El celador vaciló un instante y después salió de la habitación.

Locke estiró las manos.

—¡Cuánto papeleo! A veces estoy convencido de que acabaré aplastado bajo su peso.

El boticario lanzó una mirada taciturna a través de sus lentes al mar de formularios que tenía delante y se puso en pie.

—Un asunto terrible. El
Chronicle
informó que la mayor parte de la iglesia quedó destruida. ¿Es verdad eso? No he tenido ocasión de comprobarlo por mí mismo, y es que uno nunca está seguro de si las noticias de los periódicos exageran. La junta directiva solicitó un informe completo, naturalmente. Ni que decir tiene que incluiré detalles sobre mis propios… lapsus de juicio. Sólo espero que sean magnánimos en sus deliberaciones.

Locke se quitó las lentes y se sacó el pañuelo de la manga.

—Bueno, agente Hawkwood, ¿en qué puedo ayudarle?

El boticario sonrió nervioso.

Hawkwood se preguntó hasta qué punto esos nervios podían deberse al malestar del boticario con la nueva directiva de confidencialidad decretada por la susodicha junta. La actitud de Leech no parecía haber cambiado en absoluto, si bien, en su calidad de subalterno de un manicomio, probablemente estaba acostumbrado a hacer lo que se le ordenaba, aunque no le gustara. Claro que Leech no parecía ser del tipo de hombre con demasiados escrúpulos, sobre todo cuando su trabajo estaba en juego. Por el contrario, el boticario era diferente. Hawkwood intuía que Locke tenía un fuerte sentido de la integridad, y si esa observación era del todo cierta, el descontento del boticario por tener que acatar el deseo de secretismo de los miembros de la junta directiva era comprensible.

—Su suposición es correcta, doctor. Quiero ver los partes de ingreso relativos al internamiento del coronel Hyde en el hospital.

Locke asintió.

—Su visita no podía ser más oportuna, pues hace poco que los rescaté del archivo del doctor Monro. Pensé que serían útiles para mi informe. Aunque no los he leído todavía, le diré que no han salido indemnes de su hibernación. Como habrá observado, no somos inmunes a las vicisitudes de la madre naturaleza. A lo largo de los años las inundaciones han sido un enemigo persistente y el daño acumulado es considerable. Por fortuna, en lo que respecta al historial del coronel, no se ha perdido todo. Si me permite un momento; veré si puedo localizarlos. Los puse aquí, por alguna parte.
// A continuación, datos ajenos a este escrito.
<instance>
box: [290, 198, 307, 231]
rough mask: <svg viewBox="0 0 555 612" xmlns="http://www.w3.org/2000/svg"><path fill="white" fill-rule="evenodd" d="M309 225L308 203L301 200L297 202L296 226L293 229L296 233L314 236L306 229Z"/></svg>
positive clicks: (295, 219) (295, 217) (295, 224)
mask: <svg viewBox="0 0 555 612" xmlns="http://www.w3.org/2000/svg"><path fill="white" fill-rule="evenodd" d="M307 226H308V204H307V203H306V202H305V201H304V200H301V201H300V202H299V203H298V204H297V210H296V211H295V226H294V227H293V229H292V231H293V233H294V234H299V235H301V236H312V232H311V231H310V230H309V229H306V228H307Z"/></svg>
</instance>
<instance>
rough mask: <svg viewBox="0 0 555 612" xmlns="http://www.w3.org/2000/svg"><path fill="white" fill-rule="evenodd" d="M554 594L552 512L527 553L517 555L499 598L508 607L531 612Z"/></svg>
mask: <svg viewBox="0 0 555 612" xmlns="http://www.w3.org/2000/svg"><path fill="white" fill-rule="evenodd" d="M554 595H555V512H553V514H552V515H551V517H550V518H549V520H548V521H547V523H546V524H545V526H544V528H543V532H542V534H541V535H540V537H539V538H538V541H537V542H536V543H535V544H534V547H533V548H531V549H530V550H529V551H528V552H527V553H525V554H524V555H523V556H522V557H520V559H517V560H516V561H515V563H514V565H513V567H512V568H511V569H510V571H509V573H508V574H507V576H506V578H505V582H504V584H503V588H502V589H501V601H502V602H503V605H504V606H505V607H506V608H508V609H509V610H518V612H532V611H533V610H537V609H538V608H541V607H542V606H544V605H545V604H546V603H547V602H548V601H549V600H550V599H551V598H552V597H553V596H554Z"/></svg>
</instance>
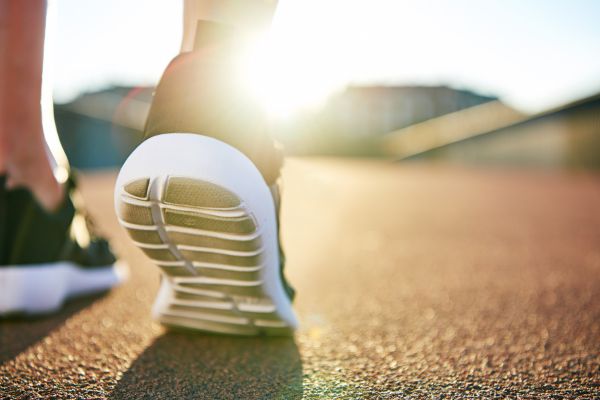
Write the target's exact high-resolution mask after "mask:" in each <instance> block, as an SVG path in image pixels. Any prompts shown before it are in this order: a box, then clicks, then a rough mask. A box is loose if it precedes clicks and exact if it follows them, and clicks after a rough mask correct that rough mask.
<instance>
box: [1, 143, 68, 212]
mask: <svg viewBox="0 0 600 400" xmlns="http://www.w3.org/2000/svg"><path fill="white" fill-rule="evenodd" d="M5 172H6V175H7V180H6V187H7V189H9V190H10V189H17V188H25V189H28V190H30V191H31V192H32V193H33V195H34V197H35V198H36V200H37V201H38V202H39V203H40V205H41V206H42V208H44V209H45V210H46V211H48V212H53V211H55V210H57V209H58V208H60V206H61V204H62V203H63V201H64V197H65V187H64V184H63V183H61V182H59V181H58V180H57V179H56V177H55V176H54V172H53V170H52V167H51V165H50V162H49V161H48V158H47V155H46V154H45V153H42V154H38V155H34V154H26V155H23V156H20V157H12V158H11V160H9V162H8V163H7V165H6V168H5Z"/></svg>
Sin esperar una respuesta, el boticario empezó a rebuscar entre sus papeles.

Finalmente, levantó un fino fajo de papeles amarillentos atados con una cinta negra.

—Sí, aquí están. Como verá, las inclemencias han dejado su huella. Aunque puede que el deterioro no sea demasiado grave —el boticario le lanzó una mirada a los delatadores manchurrones que descendían por las paredes—. Me alegraré cuando nos traslademos a nuestro nuevo edificio. Las condiciones se están volviendo bastante insufribles.

Haciendo espacio en el escritorio, Locke desató la cinta.

Hawkwood se acercó y miró por encima del hombro del boticario. Notó que el cuello de la camisa de Locke estaba bastante deshilachado, y que, sobre el mismo, y sobre la espalda de la chaqueta había pelos sueltos y blancos copos de caspa.

El boticario apartó cuidadosamente la cinta y empezó a alisar los papeles.

Los documentos parecían en efecto gravemente afectados por la lluvia y la humedad. Oscuras manchas de agua enmarcaban los extremos superiores y se extendían formando feos manchones marrones de dos o tres pulgadas por la mitad superior de cada página. Separando la primera hoja, el boticario chasqueó la lengua en señal de desaprobación mientras pasaba la yema de los dedos sobre las antiestéticas marcas.

—Este es el parte de ingreso. Están los datos personales: nombre del paciente, edad, duración de la enajenación, etcétera. Como puede ver, y si recuerda los detalles de nuestra última conversación, el coronel Hyde fue ingresado en el hospital por sufrir melancolía.

Ignorando los daños y los borrones de tinta corrida, Hawkwood recorrió la página con la vista. En la parte superior de la misma, en letra borrosa apenas legible bajo las manchas de humedad, pudo leer las palabras: «se han de hacer constar los siguientes datos para el ingreso de pacientes en el hospital Bethlem».